US Congress wants AIG bonuses back

March 19th, 2009 - 1:50 am ICT by IANS  

Barack Obama Washington, March 19 (DPA) The US Congress Wednesday tapped into growing public ire over bailed-out insurance giant AIG’s payment of bonuses as legislators explored ways to reclaim $165 million from the company and its employees.
“There’s a tidal wave of rage … across America,” said Representative Gary Ackerman at a hearing of the House Financial Services subcommittee.

US President Barack Obama, who on Monday expressed anger and outrage over the situation, has ordered Treasury Secretary Timothy Geithner to figure out how to block future bonus payments and recover those that were paid last Friday.

American International Group (AIG) head Edward Liddy was to face the music later in the day before legislators who have been inundated with angry messages from constituents over his company’s payment of bonuses to the traders who sold financial instruments that helped trigger the global credit crisis.

AIG is being kept afloat by an estimated $200 billion of government money intended to help unblock the freeze in credit markets.

Liddy admitted in prepared testimony that “the patience of America’s taxpayers is wearing thin.” But he also complained in a separate document about the wave of criticism that included a suggestion by one lawmaker that AIG executives take their own lives.

A statement by a US senator that AIG employees should consider suicide is unfathomable, especially for one of our nations leaders,” Liddy said in a letter to employees, Bloomberg financial news service reported.

He was referring to a remark by Republican Senator Charles Grassley to an Iowa radio station that AIG executives should adopt the Japanese method of apology and “come before the American people and take that deep bow and say I’m sorry. And then either do one of two things, resign or go commit suicide”.

Grassley has since backed off, saying he was only demanding “contrition”.

The exchange indicated the extent of anger that more than $165 million in bonuses were paid to 418 people at AIG, which is at the core of the global financial meltdown as the firm which insured many of the questionable financial instruments developed by the financial industry over the past decade.

The bonuses included payments of $4 million each to 10 top recipients and $1 million each to 73 other employees.

Pressure grew Wednesday for AIG to divulge the names of bonus recipients. US Representative Barney Frank, a Democrat and chair of the House Financial Services Committee, said if Liddy did not voluntarily turn over the names, he would form a special panel to subpoena the information.
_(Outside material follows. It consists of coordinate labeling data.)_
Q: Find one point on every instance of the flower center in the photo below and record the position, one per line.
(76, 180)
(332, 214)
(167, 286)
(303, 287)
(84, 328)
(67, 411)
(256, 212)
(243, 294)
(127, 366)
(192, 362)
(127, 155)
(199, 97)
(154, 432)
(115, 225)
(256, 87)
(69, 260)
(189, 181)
He suggested that the US government also assert its 80-percent ownership role of AIG and bring lawsuits against the bonuses.

“We should be exercising our rights as owners to say these people performed so poorly … we are justified in rescinding the bonuses.”

New York State Attorney General Andrew Cuomo is also pressing an investigation of the bonuses.

AIG claims it is legally obligated to pay the bonuses, which it says are needed to retain top talent and were included in contracts before the bailout. Frank has charged that the bonuses were “rewarding incompetence”.

Meanwhile, President Barack Obama, under fire over the payment of huge bonuses to traders Wednesday vowed to end the culture of corporate greed in America. He made his remarks on the White House lawn as he headed to California for two days away from the capital, where the crescendo of public ire over the payments is rising.

Obama insisted he and his administration were not responsible for creating the “mess” at American International Group (AIG), whose insurance of questionable financial instruments has contributed to the global meltdown.

But he added: “Ultimately, I’m responsible. The buck stops with me. And my goal is to make sure that we never put ourselves in this kind of position again.”

He said that the “culture” of “excess greed, excess compensation, excess risk” has to change and pledged regulatory reform to put more controls on the finance industry.

He said the government was working to set up a “resolution authority” similar to the Federal Deposit Insurance Corporation, which regulates banks and insures bank deposits.